The railroad issued a press release last Tuesday announcing that it would restart an environmental review from a decade ago to assess the possibility and impact of running its trains to Penn Station. Though Metro-North trains currently run to Grand Central Terminal, the completion of current New York infrastructure projects would permit Metro-North to serve Penn Station without significant additional cost, Metro-North spokeswoman Marjorie Anders said.
“It has always been a good idea,” Anders said of expansion into Penn Station. But she added that until three New York projects come to completion, “there is no room at Penn Station.”
Three construction projects seek to divert Penn Station traffic elsewhere, opening up space for Metro-North service, and of late, each of the projects has seen progress. The East Side Access tunnel, which will connect existing Long Island Railroad routes to a new station underneath Grand Central Terminal, received additional federal funding in May. In late July, New Jersey Transit’s Access to the Region’s Core, or ARC, project received permission to begin construction. ARC involves building a rail tunnel under the Hudson River and a new rail station in Manhattan. And this past Sunday, Amtrak and rail officials announced a preliminary agreement to expand Penn Station into the James A. Farley Post Office Building across the street.
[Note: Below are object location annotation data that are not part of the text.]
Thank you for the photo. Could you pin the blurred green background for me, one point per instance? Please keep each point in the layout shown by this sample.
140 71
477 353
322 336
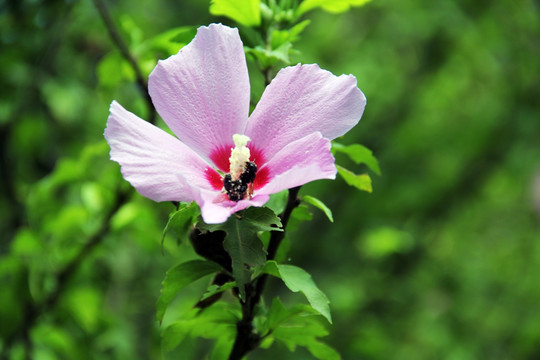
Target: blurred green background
441 261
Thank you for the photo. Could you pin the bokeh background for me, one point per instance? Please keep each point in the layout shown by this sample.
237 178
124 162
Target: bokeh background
441 261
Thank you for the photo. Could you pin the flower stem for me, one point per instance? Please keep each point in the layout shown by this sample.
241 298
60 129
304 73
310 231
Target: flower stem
246 339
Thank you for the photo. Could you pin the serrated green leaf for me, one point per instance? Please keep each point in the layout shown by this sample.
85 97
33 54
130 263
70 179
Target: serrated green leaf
242 243
278 201
333 6
180 222
300 214
361 182
320 205
297 279
291 35
359 154
245 12
276 315
180 276
174 334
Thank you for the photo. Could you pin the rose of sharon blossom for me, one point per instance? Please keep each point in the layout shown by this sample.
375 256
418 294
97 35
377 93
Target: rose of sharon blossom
224 159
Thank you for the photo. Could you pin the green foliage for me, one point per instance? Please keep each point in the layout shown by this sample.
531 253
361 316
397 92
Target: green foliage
114 69
297 327
453 118
178 277
333 6
361 182
180 222
359 154
216 322
297 279
242 243
244 12
320 205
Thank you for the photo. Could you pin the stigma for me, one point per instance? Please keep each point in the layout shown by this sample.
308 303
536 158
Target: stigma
238 183
239 156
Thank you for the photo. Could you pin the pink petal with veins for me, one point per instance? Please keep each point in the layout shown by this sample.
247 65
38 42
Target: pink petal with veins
202 93
303 99
298 163
158 165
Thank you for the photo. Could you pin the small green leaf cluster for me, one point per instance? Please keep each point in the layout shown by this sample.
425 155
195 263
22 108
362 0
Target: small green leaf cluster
359 154
236 257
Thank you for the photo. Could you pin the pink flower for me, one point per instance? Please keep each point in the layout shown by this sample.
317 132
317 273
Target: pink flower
202 93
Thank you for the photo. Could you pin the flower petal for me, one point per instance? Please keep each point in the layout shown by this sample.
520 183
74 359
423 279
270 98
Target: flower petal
217 209
202 93
298 163
301 100
159 166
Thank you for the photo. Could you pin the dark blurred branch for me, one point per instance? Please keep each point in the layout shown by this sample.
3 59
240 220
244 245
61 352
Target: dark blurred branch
124 50
247 340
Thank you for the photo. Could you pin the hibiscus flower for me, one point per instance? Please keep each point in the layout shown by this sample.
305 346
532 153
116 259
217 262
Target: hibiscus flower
223 158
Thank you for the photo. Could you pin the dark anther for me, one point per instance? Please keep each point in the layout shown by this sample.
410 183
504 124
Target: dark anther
248 176
236 189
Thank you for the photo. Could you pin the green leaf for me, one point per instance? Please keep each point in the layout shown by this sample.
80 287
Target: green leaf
216 289
300 214
245 12
276 315
174 334
319 204
322 351
359 154
180 222
291 35
361 182
278 201
333 6
300 330
242 243
180 276
269 57
297 279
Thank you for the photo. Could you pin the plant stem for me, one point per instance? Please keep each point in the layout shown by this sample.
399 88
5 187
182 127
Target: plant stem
246 339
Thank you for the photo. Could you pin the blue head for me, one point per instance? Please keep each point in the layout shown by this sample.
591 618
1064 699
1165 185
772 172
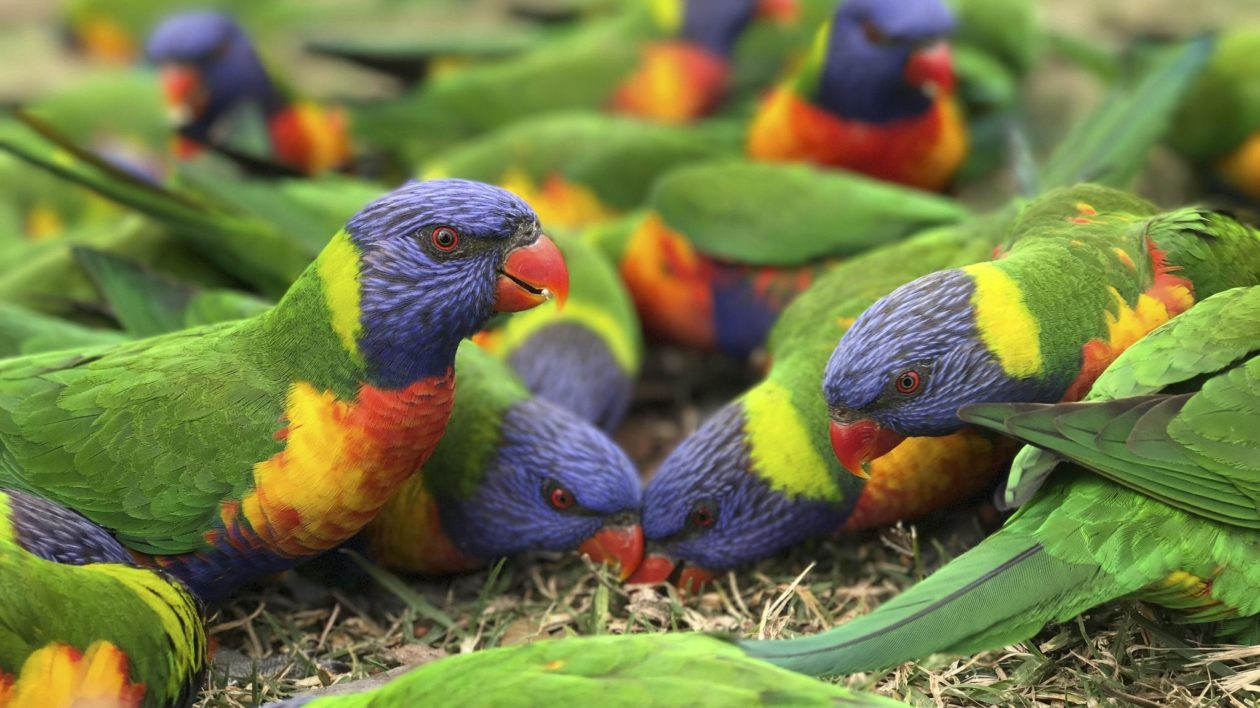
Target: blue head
570 365
909 363
708 509
556 483
885 59
208 68
435 260
54 533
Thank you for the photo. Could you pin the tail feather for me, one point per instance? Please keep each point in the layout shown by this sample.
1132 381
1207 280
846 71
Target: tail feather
999 592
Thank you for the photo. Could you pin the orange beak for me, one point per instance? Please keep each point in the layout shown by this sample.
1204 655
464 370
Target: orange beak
531 276
781 11
659 568
184 95
861 441
620 547
931 67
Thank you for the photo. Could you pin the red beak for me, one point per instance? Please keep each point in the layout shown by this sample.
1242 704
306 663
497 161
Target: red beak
783 11
931 66
183 90
531 276
620 547
658 568
858 442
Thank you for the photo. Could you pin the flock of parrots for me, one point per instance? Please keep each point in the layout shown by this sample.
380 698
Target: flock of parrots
202 389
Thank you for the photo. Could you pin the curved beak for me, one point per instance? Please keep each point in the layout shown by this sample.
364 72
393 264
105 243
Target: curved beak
780 11
531 276
619 546
861 441
931 68
183 91
659 568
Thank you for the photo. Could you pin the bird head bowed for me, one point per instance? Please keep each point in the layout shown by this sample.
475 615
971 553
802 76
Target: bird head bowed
208 66
882 59
712 507
917 355
555 483
426 266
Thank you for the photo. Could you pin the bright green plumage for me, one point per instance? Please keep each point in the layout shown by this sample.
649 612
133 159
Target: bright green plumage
1085 539
649 669
151 619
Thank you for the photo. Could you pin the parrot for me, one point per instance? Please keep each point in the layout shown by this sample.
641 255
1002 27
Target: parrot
1072 290
81 625
595 67
219 93
725 246
641 669
1219 122
1143 490
876 96
761 473
513 474
581 169
332 398
585 358
465 508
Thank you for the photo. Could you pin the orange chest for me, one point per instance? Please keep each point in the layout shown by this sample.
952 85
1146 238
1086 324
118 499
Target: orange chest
340 464
922 151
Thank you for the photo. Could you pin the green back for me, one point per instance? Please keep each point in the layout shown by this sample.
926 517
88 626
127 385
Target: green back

Anders said the effect of these projects would be to alleviate the stress on Penn Station’s overtaxed tracks and schedule, diverting trains and passengers to new stations and freeing up capacity for Metro-North.
She added that the only expenses to Metro-North would be the purchase of trains and the construction of new stations in the East Bronx and Manhattan: No new tracks would need to be built because other rail companies already operate along the lines. Cliff Cole, a regional spokesman for Amtrak, said the plans have little to do with Amtrak’s service.
Anders added that starting Sept. 20, Metro-North will be running trains through Penn Station to Giants Stadium in New Jersey on Sundays during football season — a sign that the infrastructure is already in place, she said.
“It’s very low cost,” Anders said. “Millions, not billions.”
When told of the plans, James Mendelson ’13 said the proposal would make traveling to his hometown of New York more convenient, though he expressed reservations about the usefulness of the project. The trip between Penn Station and Grand Central currently requires a short subway ride.
“I do think it would possibly cost a lot of money for what would amount to saving a couple minutes of people’s time,” Mendelson said.
Anders said the first step in the process, the environmental review, will be finished by the end of 2010.